Los científicos han comenzado a descubrir cuáles son los genes que participan en la arquitectura del cuerpo animal. Para ello, han utilizado animales simples, sobre todo insectos y gusanos. Así, han empezado a catalogar los genes que controlan la morfología, la anatomía, de los animales. En un estudio reciente, el Dr.
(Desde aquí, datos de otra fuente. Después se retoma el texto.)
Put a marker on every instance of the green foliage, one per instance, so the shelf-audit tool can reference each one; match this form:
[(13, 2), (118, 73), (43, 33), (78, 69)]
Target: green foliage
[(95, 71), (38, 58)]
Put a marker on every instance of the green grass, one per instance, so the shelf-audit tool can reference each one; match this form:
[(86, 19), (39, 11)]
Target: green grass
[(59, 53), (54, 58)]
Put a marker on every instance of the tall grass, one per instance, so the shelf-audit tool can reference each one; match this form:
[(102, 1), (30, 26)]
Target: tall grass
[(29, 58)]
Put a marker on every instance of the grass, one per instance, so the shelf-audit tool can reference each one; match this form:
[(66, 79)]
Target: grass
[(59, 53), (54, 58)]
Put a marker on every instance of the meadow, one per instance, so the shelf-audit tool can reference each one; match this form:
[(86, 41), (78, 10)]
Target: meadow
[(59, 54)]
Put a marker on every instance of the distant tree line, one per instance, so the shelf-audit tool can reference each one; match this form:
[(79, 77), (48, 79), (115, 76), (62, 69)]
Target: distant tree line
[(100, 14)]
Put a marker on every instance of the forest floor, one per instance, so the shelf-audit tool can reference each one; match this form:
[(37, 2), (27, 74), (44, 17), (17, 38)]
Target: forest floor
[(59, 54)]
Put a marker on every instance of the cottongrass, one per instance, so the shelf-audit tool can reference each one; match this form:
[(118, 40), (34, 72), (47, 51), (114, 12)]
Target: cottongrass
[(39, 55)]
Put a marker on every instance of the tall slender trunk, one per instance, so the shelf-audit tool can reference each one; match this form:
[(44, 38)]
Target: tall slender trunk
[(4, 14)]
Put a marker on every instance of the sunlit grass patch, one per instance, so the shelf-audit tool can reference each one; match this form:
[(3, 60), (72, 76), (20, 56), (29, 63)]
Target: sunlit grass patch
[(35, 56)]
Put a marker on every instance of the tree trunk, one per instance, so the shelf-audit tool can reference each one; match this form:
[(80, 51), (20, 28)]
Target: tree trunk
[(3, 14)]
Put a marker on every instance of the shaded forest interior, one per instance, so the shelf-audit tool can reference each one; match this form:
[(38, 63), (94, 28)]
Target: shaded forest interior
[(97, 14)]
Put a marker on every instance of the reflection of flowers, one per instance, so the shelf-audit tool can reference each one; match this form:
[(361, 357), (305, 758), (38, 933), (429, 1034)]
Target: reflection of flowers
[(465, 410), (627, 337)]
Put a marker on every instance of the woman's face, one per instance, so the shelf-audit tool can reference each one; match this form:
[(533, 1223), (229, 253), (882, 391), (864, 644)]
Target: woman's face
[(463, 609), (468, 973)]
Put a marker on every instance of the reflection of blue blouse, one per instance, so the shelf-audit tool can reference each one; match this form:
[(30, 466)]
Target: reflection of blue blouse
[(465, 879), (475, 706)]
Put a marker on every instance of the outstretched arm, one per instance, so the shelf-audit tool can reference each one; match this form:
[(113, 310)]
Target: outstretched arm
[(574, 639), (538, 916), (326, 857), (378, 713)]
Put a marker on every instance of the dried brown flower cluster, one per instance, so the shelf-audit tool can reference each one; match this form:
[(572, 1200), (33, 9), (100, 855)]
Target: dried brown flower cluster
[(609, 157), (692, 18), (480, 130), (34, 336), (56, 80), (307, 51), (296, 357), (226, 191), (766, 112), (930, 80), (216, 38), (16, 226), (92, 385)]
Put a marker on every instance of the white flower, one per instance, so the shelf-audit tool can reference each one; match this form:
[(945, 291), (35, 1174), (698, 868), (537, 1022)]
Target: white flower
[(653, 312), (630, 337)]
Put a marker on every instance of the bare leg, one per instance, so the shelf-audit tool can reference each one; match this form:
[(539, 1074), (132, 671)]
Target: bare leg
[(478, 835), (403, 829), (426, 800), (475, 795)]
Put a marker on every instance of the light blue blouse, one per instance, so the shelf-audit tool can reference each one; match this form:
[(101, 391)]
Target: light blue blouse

Lewis y sus colegas, de la Universidad de Wisconsin, en los EE.UU. han descubierto el funcionamiento de dos genes que controlan el número de patas del escarabajo rojo de la harina. Modificando esos genes han sido capaces de aumentar, en efecto, el número de patas de ese animal (ver figura).

Aunque la identidad genética entre los insectos y los animales superiores, entre los que me atrevo a incluir al ser humano, es mayor de la que nos gustaría, queda mucho camino por andar para descubrir qué genes son los encargados de controlar el número de muslos de un pollo. Sin embargo, no me cabe duda de que, ya que es cuestión de patas, todo se andará y la ciencia descubrirá también ese secreto. Los avances en la obtención de secuencias de los genomas enteros de diversos animales y su comparación entre sí nos permitirán, por ejemplo, averiguar por qué un gato y un tigre son tan parecidos en su morfología y tan diferentes en su talla, así como otros secretos de la morfología animal. Sin embargo, dadas las implicaciones que estos trabajos pueden tener para el futuro de la Humanidad, creo que habrá que avanzar con cautela, no vayamos a meter la pata, o, en este caso, las patas.